パンドラを通して話したい内容は伝えてある。到着したらすぐに魔王城の作戦会議室へ来て欲しいとのことだったので、アウロラさんと一緒にそこへ向かった。パンドラはメイド号改のメンテナンスをするとのことで別行動だ。
そういえば、アウロラさんが魔王城に戻るのは久しぶりか?
「魔王城にアウロラさんの部屋があるんですよね?」
「以前住んでいた部屋はありますが」
「私物を取りに行ったりはしなくてもいいんですか?」
「必要な物は魔王城を出たときに全部持ってきましたので、他に私物はありません」
「ならいいんですけど」
「なにか気になりますか?」
「いえ、アウロラさんが魔王城に戻ったのは久しぶりだと思っただけです」
「私の感覚からすれば数ヶ月程度なのですが、確かに久しぶりですね」
アウロラさんは歩きながら考えるそぶりをする。そして首を横に振った。
「やはり必要ありません。もともと部屋にはほとんど何もありませんでしたから」
「そうでしたか」
そもそも戻る気がなかった可能性が高いな。まあ、今となってはどうでもいいことだけど。おっと、どうやら作戦会議室に着いたようだ。
ノックすると、中から「開いてるぞ」とテデムの声が聞こえた。
扉を開けると、中にはテデムとワンナの二人がいて、丸いテーブルの上で食事をしていたようだ。テデムはアウロラさんを見てから一瞬だけ驚いた顔になり、ワンナと一緒に席を立つ。そして頭を下げた。
「お久しぶりです、アウロラ様」
「はい、お久しぶりです、テデムさん、ワンナさん」
以前は砂漠地帯で戦いになったが、アギの軍の幹部だったのだから面識はあるだろう。それに俺がアウロラさんを魔王として推すように言っておいたから敬意を払ってくれるようだ。
「食事中にすみません。私達も勝手に食べますので、続けてください」
「そういや食事がまだでしたね。なら食べながら話をしますか」
簡単な物しかないが、その方がいいだろう。テデム達が食べている物もかなり質素だ。腹を満たせればいいという程度の雑な料理。前線で戦っている人の前で良い物を食べるのは気が引ける。

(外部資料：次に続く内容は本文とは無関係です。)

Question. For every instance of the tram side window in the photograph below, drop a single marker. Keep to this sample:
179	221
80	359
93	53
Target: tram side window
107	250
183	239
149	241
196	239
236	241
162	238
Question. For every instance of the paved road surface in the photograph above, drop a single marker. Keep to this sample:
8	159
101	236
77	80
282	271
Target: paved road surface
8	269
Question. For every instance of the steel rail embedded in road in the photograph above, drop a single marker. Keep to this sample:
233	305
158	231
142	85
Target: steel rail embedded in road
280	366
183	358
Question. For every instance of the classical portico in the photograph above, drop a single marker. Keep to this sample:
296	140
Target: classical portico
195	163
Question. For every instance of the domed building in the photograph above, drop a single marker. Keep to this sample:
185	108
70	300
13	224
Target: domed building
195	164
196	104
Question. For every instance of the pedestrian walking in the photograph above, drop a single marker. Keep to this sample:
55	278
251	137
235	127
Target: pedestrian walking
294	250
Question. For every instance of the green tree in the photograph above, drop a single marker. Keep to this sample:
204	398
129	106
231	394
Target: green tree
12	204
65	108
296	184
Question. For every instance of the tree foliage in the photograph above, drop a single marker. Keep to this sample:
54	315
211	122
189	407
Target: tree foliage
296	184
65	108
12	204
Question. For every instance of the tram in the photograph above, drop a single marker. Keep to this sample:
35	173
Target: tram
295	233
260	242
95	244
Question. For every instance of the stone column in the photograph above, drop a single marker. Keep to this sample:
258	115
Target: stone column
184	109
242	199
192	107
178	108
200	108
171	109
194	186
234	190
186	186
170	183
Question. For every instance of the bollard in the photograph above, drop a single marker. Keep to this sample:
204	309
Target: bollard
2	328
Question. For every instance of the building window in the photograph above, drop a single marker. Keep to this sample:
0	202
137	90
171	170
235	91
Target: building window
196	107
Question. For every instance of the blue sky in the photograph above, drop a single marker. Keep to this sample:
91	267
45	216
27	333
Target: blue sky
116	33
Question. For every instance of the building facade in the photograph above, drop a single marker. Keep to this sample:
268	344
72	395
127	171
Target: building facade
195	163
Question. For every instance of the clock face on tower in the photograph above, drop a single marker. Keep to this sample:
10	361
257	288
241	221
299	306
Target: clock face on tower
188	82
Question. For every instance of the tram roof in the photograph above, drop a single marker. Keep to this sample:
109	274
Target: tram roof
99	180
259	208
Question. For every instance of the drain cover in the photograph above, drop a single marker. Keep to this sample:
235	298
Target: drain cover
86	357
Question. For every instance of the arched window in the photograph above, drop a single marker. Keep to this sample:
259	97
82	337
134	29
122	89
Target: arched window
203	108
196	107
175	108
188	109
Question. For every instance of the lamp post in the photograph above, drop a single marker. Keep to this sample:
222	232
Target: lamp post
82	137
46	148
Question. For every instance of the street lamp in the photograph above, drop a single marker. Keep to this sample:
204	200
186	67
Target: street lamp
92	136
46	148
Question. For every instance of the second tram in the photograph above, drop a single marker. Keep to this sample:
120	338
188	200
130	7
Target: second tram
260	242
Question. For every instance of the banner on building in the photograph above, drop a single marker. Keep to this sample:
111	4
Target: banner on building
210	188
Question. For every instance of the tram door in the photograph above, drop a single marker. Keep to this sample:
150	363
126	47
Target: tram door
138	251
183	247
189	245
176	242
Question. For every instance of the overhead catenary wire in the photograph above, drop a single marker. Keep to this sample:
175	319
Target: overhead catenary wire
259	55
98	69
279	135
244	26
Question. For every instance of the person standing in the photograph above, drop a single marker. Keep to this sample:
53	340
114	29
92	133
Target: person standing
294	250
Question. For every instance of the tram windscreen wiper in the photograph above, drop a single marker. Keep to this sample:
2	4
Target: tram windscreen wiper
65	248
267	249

テーブルの上にそこそこな量の料理――料理というか保存食を広げた。量はあるから良かったら食べてくれと一応言っておく。
テデムは少しだけ笑ったようだ。
「クロスのおかげで魔都の食料事情も改善されたよ。ベルスキアというところからパンドラたちを通して色々と融通してもらった」
「そりゃよかった。他の物資は大丈夫か、武具とか」
「そっちも大丈夫だ。それ以前に、こっちへ来る不死者が減ったからな。今は過剰というくらいだ。余剰分は北側の山岳地帯に回してる」
今の激戦区は北側だけだからな。この辺りは落ち着いているんだろう。
「それでパンドラから聞いたんだが、アギに会ったんだって?」
「ああ、なんとか言いくるめて次の満月に戦うってことになった」
「そうか、約束を果たしてくれるわけだ」
「前に必ず倒してやるって言ったけど、別の奴が倒してもいいか?」
「あのときカッコつけたんだから、最後までやりぬけよ!」
俺だってそうしたんだけど、できるかどうか分からないんだよな。ここは魔王城の宝物庫に期待するしかない。
「それと俺たちを迎えに来たと聞いたが?」
「ああ、聖国北の戦場、そこからさらに北にある場所で戦う予定なんだが、お前らも来ないか。アギは吸血鬼になってたけど、ちゃんと話はできるぞ。最後に話をしたいと思ったから誘いに来たんだが」
「そうだな。あの時は色々なことがいきなりだった。俺たちはいつ死んでもいいと思ってはいるが、それでも最後の言葉くらいは交わしたい」
テデムがワンナの方を見ると、ワンナは頷く。
「俺たちにその機会をくれるのか?」
「どちらかといえば、アギにその機会をやりたいと思っているかな」
最後の言葉というよりも説得してこっちに引き込んで欲しいと思ってるけど、それはアイツの性格から考えても無理っぽい。それに状況は分からないが吸血鬼だ。裏切ったとたんに灰になる可能性だってある。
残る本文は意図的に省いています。